From e6f23a298ffdd239b8935792e9b9b352294e158d Mon Sep 17 00:00:00 2001
From: prrao87 <prrao87@gmail.com>
Date: Tue, 17 Feb 2026 10:33:33 -0500
Subject: [PATCH] Remove outdated files

---
 python/python/lancedb/embeddings/gte.py    | 123 -----------------
 python/python/lancedb/embeddings/siglip.py | 148 ---------------------
 2 files changed, 271 deletions(-)
 delete mode 100644 python/python/lancedb/embeddings/gte.py
 delete mode 100644 python/python/lancedb/embeddings/siglip.py

diff --git a/python/python/lancedb/embeddings/gte.py b/python/python/lancedb/embeddings/gte.py
deleted file mode 100644
index b4e7e16e2..000000000
--- a/python/python/lancedb/embeddings/gte.py
+++ /dev/null
@@ -1,123 +0,0 @@
-# SPDX-License-Identifier: Apache-2.0
-# SPDX-FileCopyrightText: Copyright The LanceDB Authors
-
-
-from typing import List, Union
-
-import numpy as np
-
-from ..util import attempt_import_or_raise
-from .base import TextEmbeddingFunction
-from .registry import register
-from .utils import weak_lru
-
-
-@register("gte-text")
-class GteEmbeddings(TextEmbeddingFunction):
-    """
-    An embedding function that uses GTE-LARGE MLX format(for Apple silicon devices only)
-    as well as the standard cpu/gpu version from: https://huggingface.co/thenlper/gte-large.
-
-    For Apple users, you will need the mlx package insalled, which can be done with:
-        pip install mlx
-
-    Parameters
-    ----------
-    name: str, default "thenlper/gte-large"
-        The name of the model to use.
-    device: str, default "cpu"
-        Sets the device type for the model.
-    normalize: str, default "True"
-        Controls normalize param in encode function for the transformer.
-    mlx: bool, default False
-        Controls which model to use.
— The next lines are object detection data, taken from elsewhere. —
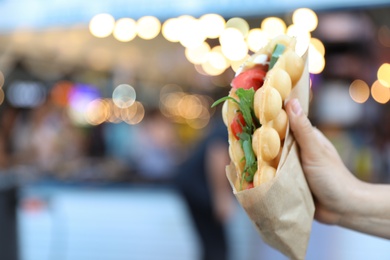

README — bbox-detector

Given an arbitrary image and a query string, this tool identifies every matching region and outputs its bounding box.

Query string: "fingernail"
[291,99,302,116]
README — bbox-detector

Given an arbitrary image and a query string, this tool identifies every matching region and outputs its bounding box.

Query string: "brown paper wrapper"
[226,49,314,259]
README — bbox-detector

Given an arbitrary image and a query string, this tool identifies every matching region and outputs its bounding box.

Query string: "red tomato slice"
[230,112,245,140]
[231,66,266,91]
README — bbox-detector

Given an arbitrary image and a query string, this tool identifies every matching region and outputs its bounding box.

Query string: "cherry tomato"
[231,65,267,91]
[230,112,245,140]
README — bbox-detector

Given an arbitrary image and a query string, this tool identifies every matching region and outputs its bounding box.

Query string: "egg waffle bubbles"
[213,35,314,259]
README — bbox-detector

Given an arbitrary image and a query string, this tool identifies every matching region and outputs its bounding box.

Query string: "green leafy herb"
[269,43,286,69]
[211,44,286,189]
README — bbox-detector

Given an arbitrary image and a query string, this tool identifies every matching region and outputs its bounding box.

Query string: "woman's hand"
[286,99,390,239]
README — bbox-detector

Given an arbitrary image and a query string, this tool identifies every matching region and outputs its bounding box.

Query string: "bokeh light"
[349,79,370,104]
[112,84,136,108]
[185,42,210,64]
[286,24,311,56]
[89,13,115,38]
[113,18,137,42]
[161,18,180,42]
[85,98,110,125]
[377,63,390,88]
[121,101,145,125]
[308,45,325,74]
[137,16,161,40]
[292,8,318,32]
[371,80,390,104]
[310,38,325,56]
[261,17,286,38]
[207,46,230,70]
[226,17,250,37]
[199,14,225,39]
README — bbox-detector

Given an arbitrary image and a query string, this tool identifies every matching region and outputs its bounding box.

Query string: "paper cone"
[226,49,314,259]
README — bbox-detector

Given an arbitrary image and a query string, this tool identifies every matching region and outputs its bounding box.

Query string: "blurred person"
[10,94,85,173]
[134,109,178,182]
[286,99,390,239]
[176,113,235,260]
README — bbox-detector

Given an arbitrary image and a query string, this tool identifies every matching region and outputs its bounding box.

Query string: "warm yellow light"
[377,63,390,88]
[199,14,225,39]
[123,101,145,125]
[89,13,115,38]
[178,95,202,119]
[230,54,249,72]
[226,17,249,37]
[137,16,161,40]
[246,28,269,52]
[308,46,325,74]
[349,79,370,104]
[310,38,325,56]
[371,80,390,104]
[85,99,110,125]
[292,8,318,32]
[114,18,137,42]
[207,46,230,70]
[184,42,210,64]
[286,24,311,56]
[112,84,136,108]
[161,18,180,42]
[261,17,286,38]
[201,61,225,76]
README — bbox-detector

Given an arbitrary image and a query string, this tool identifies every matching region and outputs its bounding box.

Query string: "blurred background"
[0,0,390,260]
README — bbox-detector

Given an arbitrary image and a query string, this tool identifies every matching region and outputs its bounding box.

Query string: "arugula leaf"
[236,88,255,134]
[269,43,286,69]
[211,96,239,108]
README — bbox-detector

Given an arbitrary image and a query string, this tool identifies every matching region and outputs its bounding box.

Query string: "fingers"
[286,99,318,154]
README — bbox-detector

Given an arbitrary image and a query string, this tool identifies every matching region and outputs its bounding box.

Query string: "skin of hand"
[286,99,390,239]
[206,140,235,223]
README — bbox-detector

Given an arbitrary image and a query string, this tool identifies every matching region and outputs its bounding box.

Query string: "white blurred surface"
[18,187,390,260]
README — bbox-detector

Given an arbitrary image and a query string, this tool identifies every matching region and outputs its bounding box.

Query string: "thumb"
[286,99,318,155]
False for gte-large,True for the mlx version.
-
-    Examples
-    --------
-    import lancedb
-    import lancedb.embeddings.gte
-    from lancedb.embeddings import get_registry
-    from lancedb.pydantic import LanceModel, Vector
-    import pandas as pd
-
-    model = get_registry().get("gte-text").create() # mlx=True for Apple silicon
-    class TextModel(LanceModel):
-        text: str = model.SourceField()
-        vector: Vector(model.ndims()) = model.VectorField()
-
-    df = pd.DataFrame({"text": ["hi hello sayonara", "goodbye world"]})
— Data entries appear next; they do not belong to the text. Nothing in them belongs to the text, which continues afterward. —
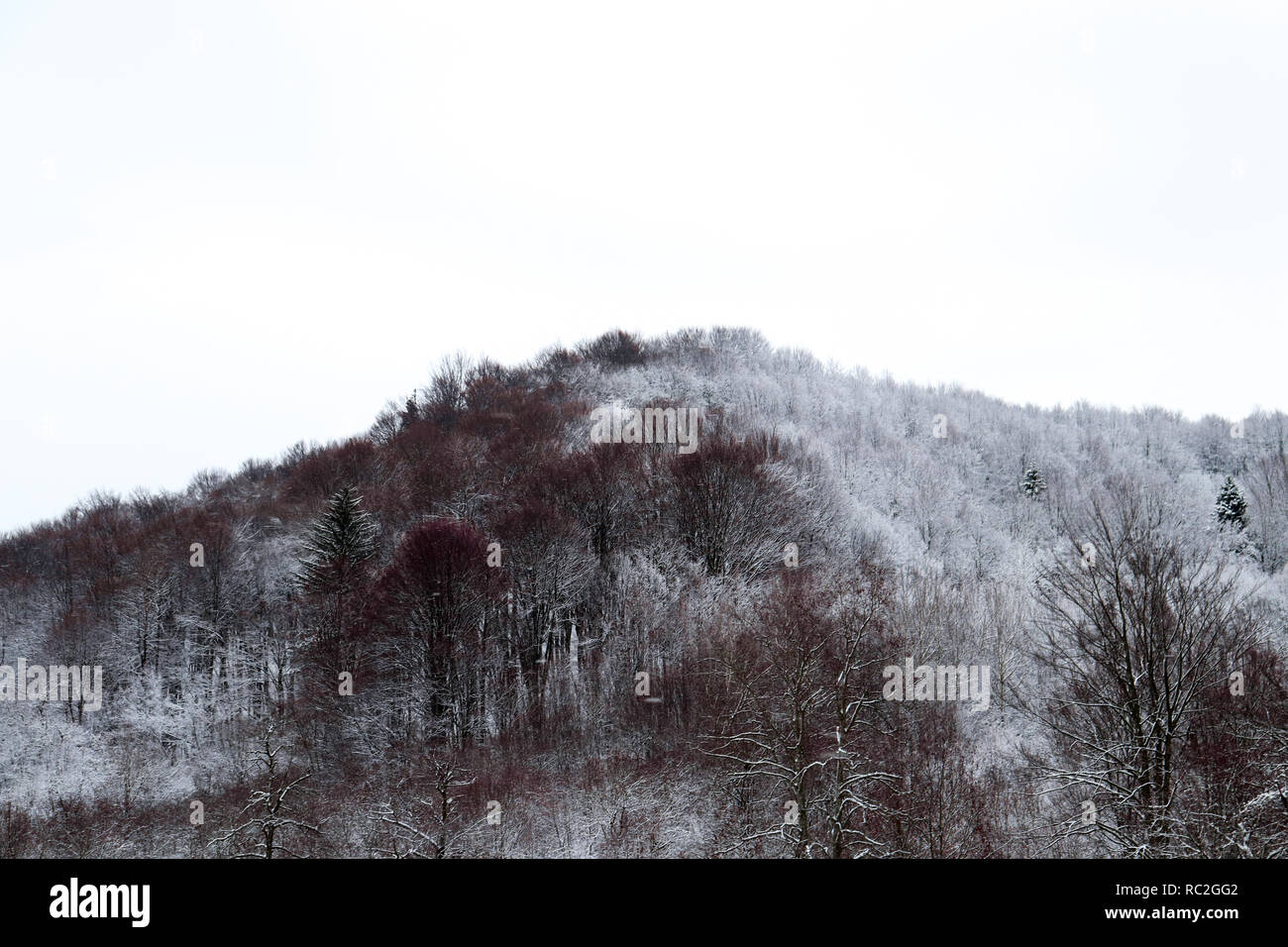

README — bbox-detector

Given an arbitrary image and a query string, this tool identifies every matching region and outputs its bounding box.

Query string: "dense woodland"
[0,329,1288,858]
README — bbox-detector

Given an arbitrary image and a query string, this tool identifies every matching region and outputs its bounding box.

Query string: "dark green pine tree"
[1216,476,1248,532]
[1020,467,1046,500]
[299,487,376,649]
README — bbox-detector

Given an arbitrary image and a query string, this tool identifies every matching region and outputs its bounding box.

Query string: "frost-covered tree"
[300,487,376,659]
[1216,476,1248,532]
[1020,467,1046,500]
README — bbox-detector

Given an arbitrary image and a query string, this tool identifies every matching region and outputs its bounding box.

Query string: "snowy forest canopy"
[0,329,1288,857]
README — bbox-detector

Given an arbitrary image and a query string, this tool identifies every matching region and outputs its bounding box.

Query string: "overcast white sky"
[0,0,1288,530]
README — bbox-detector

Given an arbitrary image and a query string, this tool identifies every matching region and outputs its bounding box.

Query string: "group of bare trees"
[0,330,1288,857]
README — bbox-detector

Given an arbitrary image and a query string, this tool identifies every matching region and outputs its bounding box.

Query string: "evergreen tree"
[1216,476,1248,532]
[300,487,376,594]
[1020,467,1046,500]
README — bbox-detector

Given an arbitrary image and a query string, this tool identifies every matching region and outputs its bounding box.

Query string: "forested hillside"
[0,329,1288,857]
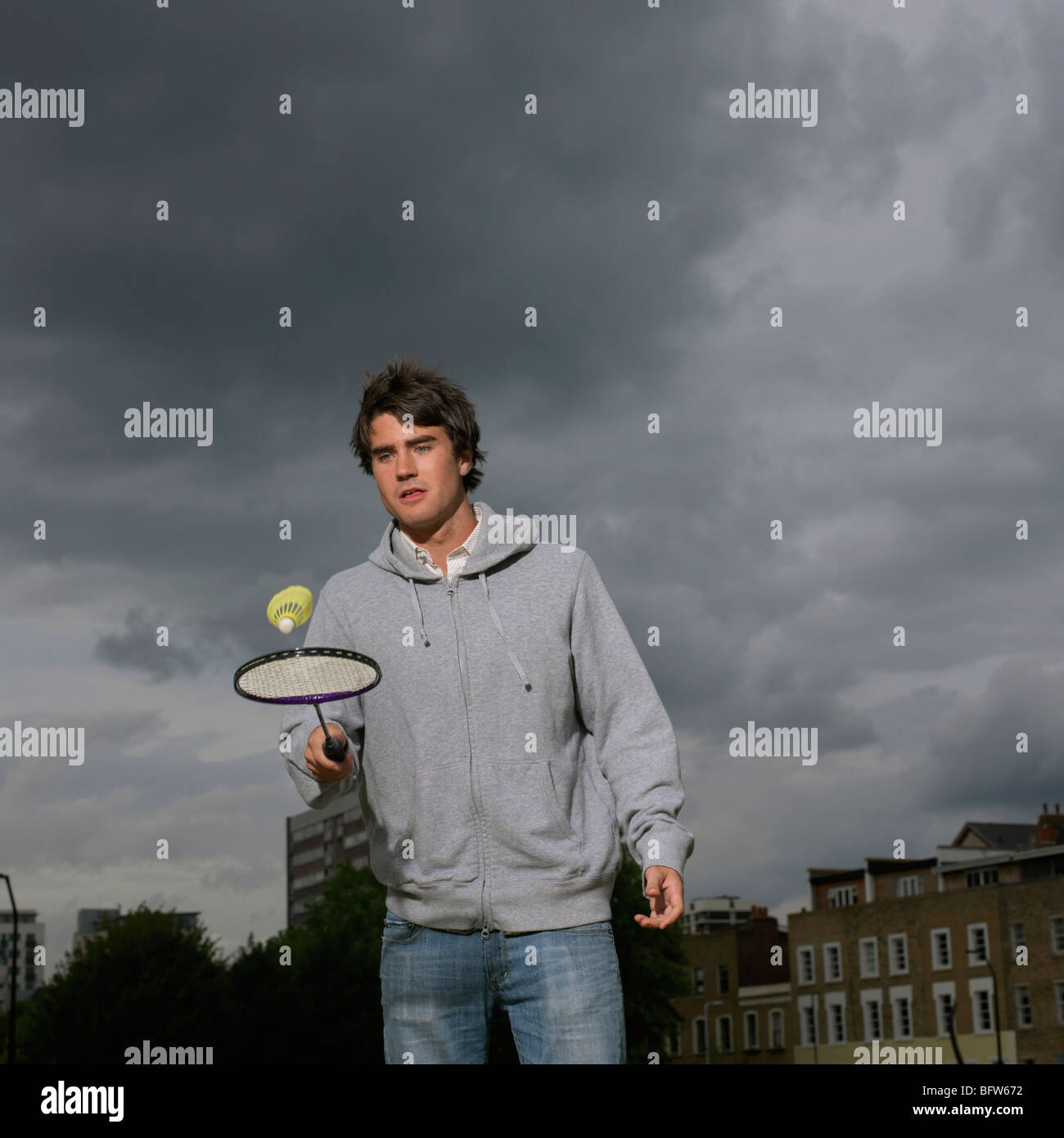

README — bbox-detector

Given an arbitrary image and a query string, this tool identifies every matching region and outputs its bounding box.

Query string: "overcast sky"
[0,0,1064,977]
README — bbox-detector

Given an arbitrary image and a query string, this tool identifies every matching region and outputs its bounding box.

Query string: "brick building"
[665,905,796,1064]
[787,805,1064,1063]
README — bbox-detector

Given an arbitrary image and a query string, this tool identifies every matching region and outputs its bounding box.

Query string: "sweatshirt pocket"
[403,759,480,885]
[477,759,585,879]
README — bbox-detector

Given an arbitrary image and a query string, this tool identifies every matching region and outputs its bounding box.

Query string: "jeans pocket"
[380,910,425,945]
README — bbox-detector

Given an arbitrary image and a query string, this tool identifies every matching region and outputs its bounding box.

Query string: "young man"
[281,359,694,1063]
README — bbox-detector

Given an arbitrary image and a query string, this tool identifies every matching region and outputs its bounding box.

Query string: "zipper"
[447,580,490,940]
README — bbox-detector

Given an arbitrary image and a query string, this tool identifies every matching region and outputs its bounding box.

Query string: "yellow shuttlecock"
[266,585,314,633]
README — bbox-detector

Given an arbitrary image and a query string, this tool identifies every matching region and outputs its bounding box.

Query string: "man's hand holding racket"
[303,723,355,782]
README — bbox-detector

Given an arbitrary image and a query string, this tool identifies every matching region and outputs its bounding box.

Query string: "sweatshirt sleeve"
[570,551,694,896]
[281,581,365,811]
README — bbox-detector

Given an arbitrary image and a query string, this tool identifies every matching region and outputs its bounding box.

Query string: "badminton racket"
[233,648,380,762]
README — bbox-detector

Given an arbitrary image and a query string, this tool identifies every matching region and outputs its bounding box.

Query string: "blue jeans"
[380,910,626,1064]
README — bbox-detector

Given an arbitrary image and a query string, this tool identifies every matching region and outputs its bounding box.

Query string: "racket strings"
[239,656,378,700]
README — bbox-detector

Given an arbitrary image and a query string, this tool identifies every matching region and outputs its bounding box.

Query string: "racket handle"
[321,735,347,762]
[314,703,347,762]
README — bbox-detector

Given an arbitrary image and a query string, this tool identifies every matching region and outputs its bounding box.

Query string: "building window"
[1049,917,1064,956]
[886,932,909,977]
[824,942,842,984]
[798,945,816,984]
[769,1007,783,1051]
[931,928,953,969]
[1008,921,1028,956]
[968,924,990,966]
[970,980,994,1036]
[863,999,883,1039]
[827,885,857,910]
[824,992,845,1044]
[893,996,913,1039]
[859,937,880,978]
[932,981,954,1036]
[1017,984,1032,1027]
[799,996,819,1047]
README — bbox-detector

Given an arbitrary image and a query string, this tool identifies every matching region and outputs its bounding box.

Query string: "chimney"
[1038,802,1064,846]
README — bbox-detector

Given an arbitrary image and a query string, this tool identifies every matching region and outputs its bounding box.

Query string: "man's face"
[370,414,472,536]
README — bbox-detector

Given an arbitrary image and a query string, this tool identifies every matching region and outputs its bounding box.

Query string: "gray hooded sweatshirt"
[281,502,694,933]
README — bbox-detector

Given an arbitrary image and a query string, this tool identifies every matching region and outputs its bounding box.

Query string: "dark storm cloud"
[0,0,1064,973]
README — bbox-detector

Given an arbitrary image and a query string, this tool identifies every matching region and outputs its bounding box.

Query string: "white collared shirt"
[396,505,481,580]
-    db = lancedb.connect("~/.lancedb")
-    tbl = db.create_table("test", schema=TextModel, mode="overwrite")
-
-    tbl.add(df)
-    rs = tbl.search("hello").limit(1).to_pandas()
-
-    """
-
-    name: str = "thenlper/gte-large"
-    device: str = "cpu"
-    normalize: bool = True
-    mlx: bool = False
-
-    def __init__(self, **kwargs):
-        super().__init__(**kwargs)
-        self._ndims = None
-        if kwargs:
-            self.mlx = kwargs.get("mlx", False)
-            if self.mlx is True:
-                self.name = "gte-mlx"
-
-    @property
-    def embedding_model(self):
-        """
-        Get the embedding model specified by the flag,
-        name and device. This is cached so that the model is only loaded
-        once per process.
-        """
-        return self.get_embedding_model()
-
-    def ndims(self):
-        if self.mlx is True:
-            self._ndims = self.embedding_model.dims
-        if self._ndims is None:
-            self._ndims = len(self.generate_embeddings("foo")[0])
-        return self._ndims
-
-    def generate_embeddings(
-        self, texts: Union[List[str], np.ndarray]
-    ) -> List[np.array]:
-        """
-        Get the embeddings for the given texts.
-
-        Parameters
-        ----------
-        texts: list[str] or np.ndarray (of str)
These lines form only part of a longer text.